谢南栀拎着山下买的清酒和小吃,准备上山找济真。每年祭祀母亲后,来福鸣寺的习惯是她自会骑马时就保持着。他们相识于某年皇族祭祖,济真小和尚协助老和尚行事。那时无人在意的后殿有只腿受伤的小马,被济真小和尚小心处理。谢南栀便记住这个长得跟瓷娃娃般,医术高超的小和尚。
“济真住持呢?”谢南栀将马栓住马窖,问路过的小和尚。
“住持这段时日都很忙,今日是皇后册封典礼。”小和尚看了眼谢南栀支支吾吾道,又想起住持的交代,“住持说今日抱歉不能相陪谢小姐,但请少饮酒,保重身体。
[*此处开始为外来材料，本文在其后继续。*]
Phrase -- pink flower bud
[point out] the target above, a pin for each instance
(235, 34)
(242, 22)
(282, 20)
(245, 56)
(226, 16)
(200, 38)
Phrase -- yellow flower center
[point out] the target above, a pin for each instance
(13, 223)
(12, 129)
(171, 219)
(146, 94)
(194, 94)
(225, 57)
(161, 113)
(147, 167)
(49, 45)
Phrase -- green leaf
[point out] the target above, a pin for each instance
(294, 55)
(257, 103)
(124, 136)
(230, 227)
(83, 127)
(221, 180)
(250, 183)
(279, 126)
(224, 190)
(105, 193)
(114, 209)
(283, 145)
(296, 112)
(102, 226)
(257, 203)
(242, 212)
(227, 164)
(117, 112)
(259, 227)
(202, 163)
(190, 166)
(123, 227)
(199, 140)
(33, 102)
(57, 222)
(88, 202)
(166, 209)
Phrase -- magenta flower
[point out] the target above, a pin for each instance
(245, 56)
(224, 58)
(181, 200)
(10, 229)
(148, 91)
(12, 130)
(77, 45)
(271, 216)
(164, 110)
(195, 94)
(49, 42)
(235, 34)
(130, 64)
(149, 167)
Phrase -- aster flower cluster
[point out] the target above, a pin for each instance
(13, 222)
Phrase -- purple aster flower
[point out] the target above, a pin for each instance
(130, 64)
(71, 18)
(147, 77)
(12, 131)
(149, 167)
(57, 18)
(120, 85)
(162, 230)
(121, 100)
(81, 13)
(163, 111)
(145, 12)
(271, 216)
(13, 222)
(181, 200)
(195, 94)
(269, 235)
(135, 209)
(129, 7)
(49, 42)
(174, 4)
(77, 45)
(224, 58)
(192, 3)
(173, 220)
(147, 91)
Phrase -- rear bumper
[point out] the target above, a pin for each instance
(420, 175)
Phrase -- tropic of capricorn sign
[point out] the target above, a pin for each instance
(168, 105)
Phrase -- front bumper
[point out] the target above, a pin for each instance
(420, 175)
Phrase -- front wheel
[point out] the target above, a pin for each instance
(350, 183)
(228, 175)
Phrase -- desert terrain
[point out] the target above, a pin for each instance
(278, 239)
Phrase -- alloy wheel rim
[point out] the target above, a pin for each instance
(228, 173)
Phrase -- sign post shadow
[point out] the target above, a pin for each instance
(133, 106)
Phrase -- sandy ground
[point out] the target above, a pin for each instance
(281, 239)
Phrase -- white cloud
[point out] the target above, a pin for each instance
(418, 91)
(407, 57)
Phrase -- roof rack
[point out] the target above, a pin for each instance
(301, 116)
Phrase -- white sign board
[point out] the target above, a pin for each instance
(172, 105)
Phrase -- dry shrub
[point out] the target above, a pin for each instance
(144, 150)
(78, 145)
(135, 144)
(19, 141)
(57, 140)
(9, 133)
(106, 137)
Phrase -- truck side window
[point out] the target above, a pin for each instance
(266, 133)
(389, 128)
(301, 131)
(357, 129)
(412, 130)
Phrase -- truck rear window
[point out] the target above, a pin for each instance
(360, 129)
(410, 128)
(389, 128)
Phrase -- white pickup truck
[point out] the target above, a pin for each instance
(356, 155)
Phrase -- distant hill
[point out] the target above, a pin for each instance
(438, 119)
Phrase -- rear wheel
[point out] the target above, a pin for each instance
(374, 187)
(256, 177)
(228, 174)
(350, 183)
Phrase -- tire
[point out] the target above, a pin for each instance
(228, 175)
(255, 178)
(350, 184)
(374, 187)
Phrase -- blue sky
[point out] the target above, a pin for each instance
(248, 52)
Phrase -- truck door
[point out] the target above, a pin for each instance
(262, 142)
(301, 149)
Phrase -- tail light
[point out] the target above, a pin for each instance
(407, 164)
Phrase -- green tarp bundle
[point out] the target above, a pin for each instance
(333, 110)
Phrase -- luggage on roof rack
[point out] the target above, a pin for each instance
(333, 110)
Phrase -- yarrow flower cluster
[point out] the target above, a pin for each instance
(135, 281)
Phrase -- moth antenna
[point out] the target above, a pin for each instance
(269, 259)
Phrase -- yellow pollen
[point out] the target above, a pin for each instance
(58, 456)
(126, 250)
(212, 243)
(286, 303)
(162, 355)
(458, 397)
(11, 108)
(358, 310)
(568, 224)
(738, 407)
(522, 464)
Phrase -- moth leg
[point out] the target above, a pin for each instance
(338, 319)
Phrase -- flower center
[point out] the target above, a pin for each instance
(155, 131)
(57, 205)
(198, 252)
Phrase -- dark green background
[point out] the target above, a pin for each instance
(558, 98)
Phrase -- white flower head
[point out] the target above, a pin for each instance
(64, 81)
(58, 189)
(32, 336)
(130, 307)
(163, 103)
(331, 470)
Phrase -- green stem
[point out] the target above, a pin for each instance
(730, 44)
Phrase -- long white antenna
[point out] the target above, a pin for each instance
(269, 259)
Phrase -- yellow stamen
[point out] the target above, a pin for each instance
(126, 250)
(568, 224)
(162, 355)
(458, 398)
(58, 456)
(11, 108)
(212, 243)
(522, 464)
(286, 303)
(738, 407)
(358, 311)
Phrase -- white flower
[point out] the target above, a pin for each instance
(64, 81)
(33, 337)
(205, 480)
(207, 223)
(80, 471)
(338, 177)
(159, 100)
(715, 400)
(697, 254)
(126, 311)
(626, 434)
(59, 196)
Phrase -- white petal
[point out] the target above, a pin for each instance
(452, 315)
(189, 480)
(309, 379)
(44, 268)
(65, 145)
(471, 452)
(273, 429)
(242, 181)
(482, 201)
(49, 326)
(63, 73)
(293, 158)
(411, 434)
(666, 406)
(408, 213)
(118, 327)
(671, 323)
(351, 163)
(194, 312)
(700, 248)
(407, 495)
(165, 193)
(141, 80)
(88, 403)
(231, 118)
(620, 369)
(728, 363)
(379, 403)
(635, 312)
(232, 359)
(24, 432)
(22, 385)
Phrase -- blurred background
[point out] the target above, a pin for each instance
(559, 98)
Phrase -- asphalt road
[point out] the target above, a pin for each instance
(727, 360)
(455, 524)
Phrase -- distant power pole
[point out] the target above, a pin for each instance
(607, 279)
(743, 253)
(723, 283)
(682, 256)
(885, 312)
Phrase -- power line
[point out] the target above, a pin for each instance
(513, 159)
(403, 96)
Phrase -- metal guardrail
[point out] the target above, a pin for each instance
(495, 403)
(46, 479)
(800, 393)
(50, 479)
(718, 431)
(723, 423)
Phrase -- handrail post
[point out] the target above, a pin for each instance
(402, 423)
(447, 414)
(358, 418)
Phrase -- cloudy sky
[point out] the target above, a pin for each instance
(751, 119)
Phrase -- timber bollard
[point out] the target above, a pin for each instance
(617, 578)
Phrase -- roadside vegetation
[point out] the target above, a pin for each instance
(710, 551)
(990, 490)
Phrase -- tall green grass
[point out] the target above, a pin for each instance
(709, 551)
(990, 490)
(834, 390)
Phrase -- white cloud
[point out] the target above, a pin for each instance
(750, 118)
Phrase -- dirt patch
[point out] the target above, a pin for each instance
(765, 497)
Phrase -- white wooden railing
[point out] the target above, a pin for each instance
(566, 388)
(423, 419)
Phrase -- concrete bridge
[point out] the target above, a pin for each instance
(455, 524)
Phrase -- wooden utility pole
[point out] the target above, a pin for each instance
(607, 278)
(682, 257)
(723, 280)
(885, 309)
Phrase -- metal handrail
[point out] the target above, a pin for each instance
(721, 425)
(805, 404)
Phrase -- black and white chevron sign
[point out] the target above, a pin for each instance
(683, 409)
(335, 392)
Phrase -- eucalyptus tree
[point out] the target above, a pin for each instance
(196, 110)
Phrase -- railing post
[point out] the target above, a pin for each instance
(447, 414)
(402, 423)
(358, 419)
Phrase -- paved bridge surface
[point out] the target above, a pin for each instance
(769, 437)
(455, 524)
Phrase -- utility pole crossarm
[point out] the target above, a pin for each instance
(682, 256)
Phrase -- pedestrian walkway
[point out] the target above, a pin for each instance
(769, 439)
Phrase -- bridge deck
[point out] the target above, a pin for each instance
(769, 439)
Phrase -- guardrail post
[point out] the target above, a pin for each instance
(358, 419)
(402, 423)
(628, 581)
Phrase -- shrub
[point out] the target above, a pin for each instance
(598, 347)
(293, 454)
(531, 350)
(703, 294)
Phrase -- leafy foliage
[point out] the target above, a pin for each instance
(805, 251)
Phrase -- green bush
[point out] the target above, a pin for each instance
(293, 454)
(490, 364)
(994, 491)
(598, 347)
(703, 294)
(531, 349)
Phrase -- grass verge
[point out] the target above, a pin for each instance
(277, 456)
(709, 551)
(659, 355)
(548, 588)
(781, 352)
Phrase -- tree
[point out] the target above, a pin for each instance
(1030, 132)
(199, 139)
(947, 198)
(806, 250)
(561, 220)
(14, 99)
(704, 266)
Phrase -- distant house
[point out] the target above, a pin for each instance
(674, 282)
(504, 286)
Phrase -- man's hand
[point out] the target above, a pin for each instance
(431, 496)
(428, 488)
”
“好。”谢南栀从寺里最高处看向皇城,皇城今日被装饰得喜气洋洋,少了平日的严肃,多了几分人气热闹,便牵着马离去。
山路难行,谢南栀牵马步行,微抿嘴唇。她来到有温泉的宅院,想着无人安静。没想,一袭黑衣的慕景琛站着靠在门前,见到来人,便上前牵过马。
“哟哟哟,好不开心的样子。”
“你怎不在皇城准备?”
“我准备什么,又不是我成亲,皇兄巴不得我滚远点。”慕景琛沉吟,“而且我在等失魂落魄的小酒鬼。”
谢南栀抬手晃晃酒壶:“喝一杯?”
“好好好,陪美人饮酒是我修来的福气,哈哈哈。”
两人照旧坐下后院房檐的矮桌两侧,慕景琛布着菜,夹了口后厨新炒的时令小菜给谢南栀,“啊,张嘴。”看着她嚼着菜,又在给她物色新的菜品,“别一个劲喝闷酒,还没到中午呢。”
谢南栀喝啊喝,又喝了口伸到嘴边的莲花甘露。她有些醉意,憨憨举白瓷杯到慕景琛嘴边:“你也喝。”
慕景琛就着杯嘴一饮而尽,下嘴唇碰到谢南栀冰凉的食指,不自觉伸出舌头一舔。酒鬼没反应,自己倒脸红了。
酒鬼见此,起身将整个手掌抚在慕景琛脸上,口中喃喃:“真暖和,好好看的一张脸,你们慕家人长得都好看。”
“不行,你只能看我。”慕景琛正色回握谢南栀。
“好。”酒鬼落下这一句,便舒服地倒在慕景琛怀中,闭眼说着醉后的真言,“我所爱的和爱我的那人,我总是碰不着,猜不透,我恨死这乱七八糟的帝都了。”
慕景琛收敛神情,小心将人呵护在怀中,轻声言:“今后不会这样。”
将人妥帖放在内屋的床上,他静静坐在床侧。帝都的六月已经有些炎热,他便抽出一个蒲扇轻轻为其扇风。
谢南栀睡得不安稳,伸出手与慕景琛空着的手十指相握,才做罢,后陷入更深的梦魇中。
谢南栀被一阵窸窸窣窣的声音吵醒,鼻尖又传来雪松香味,“吵着你了?小酒鬼你已经睡了两个时辰了。”慕景琛说着迈着大步朝向床边走近,转了一圈,“好看么?”